Man fragt sich, wie konnte es zu so einem verheerenden Ausmaß kommen? Ist das noch normal, oder ist das doch schon eine Folge der Klimaveränderung?
Ich habe Fakten und Äußerungen in den Medien verfolgt, die dazu, auch in Hinblick auf den Ende August in Johannesburg stattgefundenen Weltgipfel für nachhaltige Entwicklung, gemacht wurden.
Unep Chef Klaus Töpfer fordert klare Absprachen auf dem „Nachhaltigkeitsgipfel”.
Der Begriff: „Nachhaltigkeit” wurde zuerst von einem Förster geprägt.

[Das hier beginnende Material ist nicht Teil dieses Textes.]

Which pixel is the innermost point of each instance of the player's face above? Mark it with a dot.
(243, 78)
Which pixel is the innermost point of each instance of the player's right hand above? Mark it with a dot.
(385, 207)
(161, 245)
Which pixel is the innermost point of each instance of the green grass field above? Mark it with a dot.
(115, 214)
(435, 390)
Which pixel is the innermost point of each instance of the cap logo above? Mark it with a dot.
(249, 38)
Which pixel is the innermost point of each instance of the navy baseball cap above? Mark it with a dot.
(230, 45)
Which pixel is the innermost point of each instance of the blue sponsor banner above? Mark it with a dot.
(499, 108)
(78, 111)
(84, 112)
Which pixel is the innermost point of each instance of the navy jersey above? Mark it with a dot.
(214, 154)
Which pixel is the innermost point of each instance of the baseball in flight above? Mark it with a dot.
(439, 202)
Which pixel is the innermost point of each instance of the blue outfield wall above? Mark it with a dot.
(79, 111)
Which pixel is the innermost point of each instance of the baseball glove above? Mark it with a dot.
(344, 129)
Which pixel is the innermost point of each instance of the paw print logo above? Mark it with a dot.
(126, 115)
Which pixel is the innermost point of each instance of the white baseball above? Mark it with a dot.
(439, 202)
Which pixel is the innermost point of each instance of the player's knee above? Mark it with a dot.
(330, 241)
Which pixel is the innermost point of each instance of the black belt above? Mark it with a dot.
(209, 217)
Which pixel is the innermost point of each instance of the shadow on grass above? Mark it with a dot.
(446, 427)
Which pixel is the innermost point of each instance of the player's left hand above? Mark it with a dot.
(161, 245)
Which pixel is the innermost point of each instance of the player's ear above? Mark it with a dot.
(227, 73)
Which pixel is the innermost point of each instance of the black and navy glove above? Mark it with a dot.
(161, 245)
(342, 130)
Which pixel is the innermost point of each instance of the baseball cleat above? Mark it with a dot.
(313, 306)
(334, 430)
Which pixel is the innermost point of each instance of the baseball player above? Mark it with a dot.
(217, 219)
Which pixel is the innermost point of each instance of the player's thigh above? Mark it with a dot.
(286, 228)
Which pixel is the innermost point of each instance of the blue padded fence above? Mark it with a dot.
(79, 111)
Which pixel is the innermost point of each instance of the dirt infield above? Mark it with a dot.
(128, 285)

Er lautet in etwa: Die nachhaltige Entwicklung ist eine ökonomische, soziale und ökologische Entwicklung. Die weltweiten Bedürfnisse der gegenwärtigen Generation befriedigt, ohne die Lebenschancen künftiger Generationen zu gefährden. Es ist ein Wandlungsprozess, der zu neuen Wertvorstellungen und Konsumgewohnheiten führen soll.
Unep-Chef Töpfer sagte: „Die Menschen müssen endlich begreifen, dass sie sich an die Erfordernisse der Natur anzupassen haben. Der Klimawandel ist bereits im Gange und nicht mehr rückgängig zu machen. Man kann nur das Ausmaß dieses Wandels beeinflussen.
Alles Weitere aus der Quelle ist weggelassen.